A Systems View of Exercise

This article began to take shape after reading another well-intended internet complaint about how mock-quote “science” has no relevance to practical get-in-the-gym exercise.

As pro-science as I am, I have to admit there’s a lot of truth to that point of view. You don’t have to look much further than the papers passed around the strength and fitness blogs and Facebook updates to see why. While there’s occasionally interesting stuff turning up, there’s also a lot of crap. By crap I mean papers looking at how Molecular Signal X jiggled in hungover college students when exposed to a lab trial resembling no workout you will ever do.

While I personally find a lot of the biochem research interesting, there’s no shame in admitting that it’s exactly that: a personal interest. I don’t think that material has any relevance at all to doing things at the gym, at least not in the way most folks seem to expect.
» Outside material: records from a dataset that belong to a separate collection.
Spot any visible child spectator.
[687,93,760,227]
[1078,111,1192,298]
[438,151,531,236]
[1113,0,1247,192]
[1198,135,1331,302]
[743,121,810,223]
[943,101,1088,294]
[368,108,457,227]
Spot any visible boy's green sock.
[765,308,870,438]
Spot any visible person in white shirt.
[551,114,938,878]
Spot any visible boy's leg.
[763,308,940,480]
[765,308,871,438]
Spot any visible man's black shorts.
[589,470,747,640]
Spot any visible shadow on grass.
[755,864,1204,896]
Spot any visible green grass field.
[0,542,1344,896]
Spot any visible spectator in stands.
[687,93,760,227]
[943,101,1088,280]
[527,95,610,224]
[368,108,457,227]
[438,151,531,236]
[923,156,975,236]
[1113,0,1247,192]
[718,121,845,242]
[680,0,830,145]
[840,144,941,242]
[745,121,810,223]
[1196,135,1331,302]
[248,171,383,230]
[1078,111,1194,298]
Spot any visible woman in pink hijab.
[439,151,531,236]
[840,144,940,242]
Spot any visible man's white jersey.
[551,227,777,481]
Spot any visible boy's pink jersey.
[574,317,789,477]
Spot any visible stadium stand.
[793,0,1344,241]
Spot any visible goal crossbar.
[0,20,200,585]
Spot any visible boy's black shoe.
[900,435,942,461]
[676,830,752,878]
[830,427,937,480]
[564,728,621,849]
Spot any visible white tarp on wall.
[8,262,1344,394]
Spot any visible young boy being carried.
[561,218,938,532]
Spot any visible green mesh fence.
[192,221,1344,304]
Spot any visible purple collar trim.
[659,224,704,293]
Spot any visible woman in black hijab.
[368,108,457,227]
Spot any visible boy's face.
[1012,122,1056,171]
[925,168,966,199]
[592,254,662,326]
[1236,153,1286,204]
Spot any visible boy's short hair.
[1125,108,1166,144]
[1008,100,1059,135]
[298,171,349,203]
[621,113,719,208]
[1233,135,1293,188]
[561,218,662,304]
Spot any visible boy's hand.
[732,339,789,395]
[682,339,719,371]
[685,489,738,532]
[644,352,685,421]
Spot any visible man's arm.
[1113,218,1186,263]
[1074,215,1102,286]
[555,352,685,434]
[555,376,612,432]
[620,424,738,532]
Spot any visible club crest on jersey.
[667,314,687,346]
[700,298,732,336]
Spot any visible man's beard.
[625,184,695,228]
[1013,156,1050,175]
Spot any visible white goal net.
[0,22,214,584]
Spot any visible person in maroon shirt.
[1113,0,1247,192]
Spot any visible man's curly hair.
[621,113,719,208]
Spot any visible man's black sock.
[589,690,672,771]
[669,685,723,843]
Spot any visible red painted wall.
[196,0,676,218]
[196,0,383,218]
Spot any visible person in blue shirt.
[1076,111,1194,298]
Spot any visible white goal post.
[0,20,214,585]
Still, there’s something not quite right about the blanket anti-science, anti-intellectual perspective that characterizes some corners of the strength and fitness field. The stereotypical Bro, the musclehead who believes the pseudo-science in supplement ads but turns hostile toward any attempt at debunking it, isn’t our ideal role model. There’s rejecting the irrelevant, on the one hand, and then there’s needless hostility towards intellectual curiosity.

The former I can get behind. The latter, that’s just typical internet posturing — or, at best, an over-reaction to bad science — and in either case an attitude best ignored. The problem is, it’s not always clear which is which, or why there’s a difference at all.